RogerDearnaley comments on From Barriers to Alignment to the First Formal Corrigibility Guarantees

RogerDearnaley 24 Dec 2025 22:29 UTC
4 points
2
Don’t try to encode all human values.
Encode corrigibility.
And let this minimal, provable core hold the line while the system performs the task.
I think I’d like us to include “don’t kill all the humans” in our minimal, provable core. Indeed, it’s also a requirement for corrigibility — we can’t correct them if we’re all dead. Can you fold that into the Deference or Switch-preservation heads, or do we need a sixth head?

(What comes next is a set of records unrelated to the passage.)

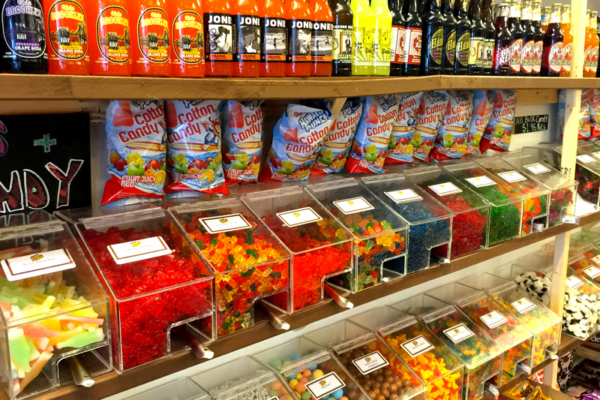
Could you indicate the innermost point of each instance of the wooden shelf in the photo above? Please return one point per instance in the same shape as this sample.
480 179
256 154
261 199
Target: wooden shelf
111 383
59 87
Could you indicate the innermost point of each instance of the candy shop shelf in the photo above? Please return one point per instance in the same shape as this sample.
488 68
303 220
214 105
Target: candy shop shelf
59 87
111 383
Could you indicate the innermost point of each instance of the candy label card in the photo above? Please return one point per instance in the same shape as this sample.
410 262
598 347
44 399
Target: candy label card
37 264
370 362
225 223
325 385
142 249
416 346
300 216
351 206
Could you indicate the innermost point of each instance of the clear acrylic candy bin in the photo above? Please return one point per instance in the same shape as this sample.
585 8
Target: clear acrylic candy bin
536 196
369 361
495 321
243 379
481 356
301 359
563 189
155 279
320 247
470 224
506 214
440 370
53 309
430 224
379 234
248 262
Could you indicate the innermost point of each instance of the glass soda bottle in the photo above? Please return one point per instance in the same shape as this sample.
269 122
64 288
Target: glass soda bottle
274 39
218 36
382 40
538 47
433 40
187 36
553 42
299 30
413 40
109 37
463 37
342 38
363 26
151 52
503 41
66 35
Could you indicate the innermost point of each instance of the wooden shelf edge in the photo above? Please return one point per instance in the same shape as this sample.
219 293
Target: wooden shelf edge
112 383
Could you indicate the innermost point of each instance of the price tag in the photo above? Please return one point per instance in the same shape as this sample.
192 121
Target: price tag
300 216
325 385
37 264
416 346
351 206
458 333
523 305
481 181
512 176
445 189
225 223
403 196
370 362
493 319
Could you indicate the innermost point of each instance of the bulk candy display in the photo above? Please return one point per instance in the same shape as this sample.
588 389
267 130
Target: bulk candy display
247 261
155 278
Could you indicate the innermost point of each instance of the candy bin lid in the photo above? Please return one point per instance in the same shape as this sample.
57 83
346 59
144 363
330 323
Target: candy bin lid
242 379
366 356
320 247
430 223
379 234
422 351
148 267
53 306
180 389
238 248
301 359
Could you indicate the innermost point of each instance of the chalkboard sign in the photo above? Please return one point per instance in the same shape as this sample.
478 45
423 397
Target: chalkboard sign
531 123
44 162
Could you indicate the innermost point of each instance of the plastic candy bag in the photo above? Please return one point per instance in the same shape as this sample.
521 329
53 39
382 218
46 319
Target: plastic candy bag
451 140
483 105
500 128
136 141
429 121
297 138
243 137
334 150
370 145
194 152
403 129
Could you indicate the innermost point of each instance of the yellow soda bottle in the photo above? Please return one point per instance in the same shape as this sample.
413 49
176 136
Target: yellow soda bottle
382 40
363 32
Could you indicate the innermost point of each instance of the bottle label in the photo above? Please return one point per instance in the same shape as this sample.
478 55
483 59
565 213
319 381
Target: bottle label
342 44
188 37
218 33
247 42
112 32
300 39
412 54
274 40
153 35
23 28
67 30
516 49
321 42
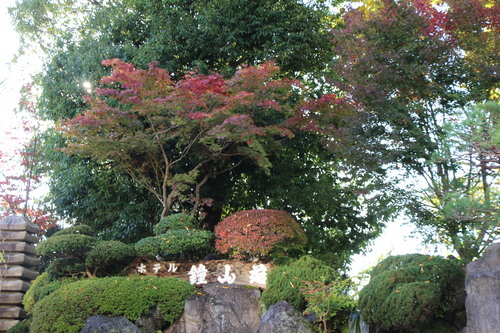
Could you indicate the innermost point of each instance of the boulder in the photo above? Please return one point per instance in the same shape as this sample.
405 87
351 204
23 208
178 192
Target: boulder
482 285
151 322
103 324
220 308
283 318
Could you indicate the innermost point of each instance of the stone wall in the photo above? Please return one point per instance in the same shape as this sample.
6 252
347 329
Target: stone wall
17 239
482 285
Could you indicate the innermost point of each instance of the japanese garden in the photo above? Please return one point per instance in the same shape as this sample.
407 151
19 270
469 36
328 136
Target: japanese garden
214 165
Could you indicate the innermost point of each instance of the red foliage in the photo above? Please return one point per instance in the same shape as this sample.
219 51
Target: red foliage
18 175
219 121
253 233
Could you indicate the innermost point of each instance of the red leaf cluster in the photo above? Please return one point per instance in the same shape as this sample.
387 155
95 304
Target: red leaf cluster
258 232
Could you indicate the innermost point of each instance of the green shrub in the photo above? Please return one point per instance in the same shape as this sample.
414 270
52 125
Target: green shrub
182 240
148 247
66 267
20 327
407 293
284 283
178 238
42 286
175 221
108 254
66 246
81 229
66 309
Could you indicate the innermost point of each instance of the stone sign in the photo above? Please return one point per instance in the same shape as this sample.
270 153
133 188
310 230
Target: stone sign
205 272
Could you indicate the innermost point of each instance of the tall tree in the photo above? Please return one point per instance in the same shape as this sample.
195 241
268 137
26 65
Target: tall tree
411 68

- Aran Nayebi 24 Dec 2025 22:55 UTC
  1 point
  0
  Parent
  That’s correct, it can be naturally folded into U4 as one of its auxiliary utilities, in the same manner as we do for off-switch preservation.

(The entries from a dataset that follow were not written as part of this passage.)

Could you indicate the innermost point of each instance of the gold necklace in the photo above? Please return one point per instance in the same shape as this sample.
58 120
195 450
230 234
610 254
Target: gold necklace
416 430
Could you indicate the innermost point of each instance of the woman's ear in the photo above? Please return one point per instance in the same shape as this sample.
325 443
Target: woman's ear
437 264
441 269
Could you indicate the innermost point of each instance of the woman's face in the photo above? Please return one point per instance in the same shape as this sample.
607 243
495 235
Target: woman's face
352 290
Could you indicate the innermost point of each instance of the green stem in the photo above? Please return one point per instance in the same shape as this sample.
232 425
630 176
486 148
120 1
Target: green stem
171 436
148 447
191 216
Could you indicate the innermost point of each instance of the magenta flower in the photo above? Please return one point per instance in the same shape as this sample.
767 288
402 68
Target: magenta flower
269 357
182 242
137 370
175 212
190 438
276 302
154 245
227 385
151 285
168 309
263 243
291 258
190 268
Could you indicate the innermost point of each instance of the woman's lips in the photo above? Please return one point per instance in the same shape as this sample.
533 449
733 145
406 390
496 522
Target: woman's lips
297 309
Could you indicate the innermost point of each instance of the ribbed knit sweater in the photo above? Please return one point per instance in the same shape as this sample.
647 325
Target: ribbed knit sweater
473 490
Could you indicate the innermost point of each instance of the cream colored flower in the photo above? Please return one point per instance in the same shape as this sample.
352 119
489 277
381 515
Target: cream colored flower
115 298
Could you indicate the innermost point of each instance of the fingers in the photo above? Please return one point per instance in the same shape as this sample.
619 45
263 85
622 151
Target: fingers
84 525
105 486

  - RogerDearnaley 24 Dec 2025 23:04 UTC
    2 points
    0
    Parent
    U4 seems rather far down the lexicographic stack — wouldn’t it make more sense to fold it into U1 or U2 — since deference and an off-switch are pointless if no humans exist to switch it off?

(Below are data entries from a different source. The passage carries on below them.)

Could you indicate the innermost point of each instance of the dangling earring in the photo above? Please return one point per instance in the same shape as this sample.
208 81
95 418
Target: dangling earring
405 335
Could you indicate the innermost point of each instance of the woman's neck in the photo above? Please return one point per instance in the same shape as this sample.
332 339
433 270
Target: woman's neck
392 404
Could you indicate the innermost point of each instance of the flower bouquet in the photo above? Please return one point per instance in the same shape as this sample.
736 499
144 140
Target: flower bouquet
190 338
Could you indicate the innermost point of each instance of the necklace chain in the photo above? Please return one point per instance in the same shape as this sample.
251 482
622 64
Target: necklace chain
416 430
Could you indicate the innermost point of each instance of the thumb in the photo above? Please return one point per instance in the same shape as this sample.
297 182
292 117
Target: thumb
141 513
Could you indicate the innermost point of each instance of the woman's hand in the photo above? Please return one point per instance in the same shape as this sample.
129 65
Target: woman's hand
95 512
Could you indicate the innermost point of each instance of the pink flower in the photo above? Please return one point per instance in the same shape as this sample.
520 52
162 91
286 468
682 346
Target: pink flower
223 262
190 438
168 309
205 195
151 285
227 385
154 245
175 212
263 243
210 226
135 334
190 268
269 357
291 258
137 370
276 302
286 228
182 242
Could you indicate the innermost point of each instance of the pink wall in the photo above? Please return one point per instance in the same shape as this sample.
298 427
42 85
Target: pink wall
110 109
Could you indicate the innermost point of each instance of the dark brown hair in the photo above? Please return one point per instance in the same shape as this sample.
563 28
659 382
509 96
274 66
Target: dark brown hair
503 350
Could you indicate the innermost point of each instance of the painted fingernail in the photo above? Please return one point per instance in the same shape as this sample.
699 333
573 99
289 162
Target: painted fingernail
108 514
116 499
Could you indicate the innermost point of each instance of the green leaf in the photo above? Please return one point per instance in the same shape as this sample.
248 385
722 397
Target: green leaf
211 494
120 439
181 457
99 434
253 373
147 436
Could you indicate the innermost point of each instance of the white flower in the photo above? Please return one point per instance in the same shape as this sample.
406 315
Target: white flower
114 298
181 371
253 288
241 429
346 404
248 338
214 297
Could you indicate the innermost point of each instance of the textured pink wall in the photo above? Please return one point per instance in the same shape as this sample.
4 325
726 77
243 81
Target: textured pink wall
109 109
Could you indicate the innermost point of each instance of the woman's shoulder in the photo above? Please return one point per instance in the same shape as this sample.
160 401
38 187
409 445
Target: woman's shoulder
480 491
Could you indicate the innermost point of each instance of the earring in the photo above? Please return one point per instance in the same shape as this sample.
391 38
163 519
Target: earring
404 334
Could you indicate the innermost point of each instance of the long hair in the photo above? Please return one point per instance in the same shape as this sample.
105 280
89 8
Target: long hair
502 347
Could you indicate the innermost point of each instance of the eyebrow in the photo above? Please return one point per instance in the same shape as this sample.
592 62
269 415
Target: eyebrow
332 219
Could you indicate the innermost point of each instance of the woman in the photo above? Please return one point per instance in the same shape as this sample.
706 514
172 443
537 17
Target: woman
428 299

    - Aran Nayebi 25 Dec 2025 14:13 UTC
      1 point
      0
      Parent
      You can certainly put it in U2 instead (U2 is just a special case of U4 with one auxiliary), but putting it in U4 already ensures it’s suboptimal to preserve the switch & defer yet “kill all humans”, because it collapses many future intervention and recovery options simultaneously. In other words, it’s a hard constraint in effect — U4 enforces it as a global irreversibility invariant, whereas U2 is only needed for narrow single-channel invariants like switch reachability.
      - RogerDearnaley 25 Dec 2025 16:49 UTC
        2 points
        0
        Parent
        I defer to your expertise — I just really want it in there!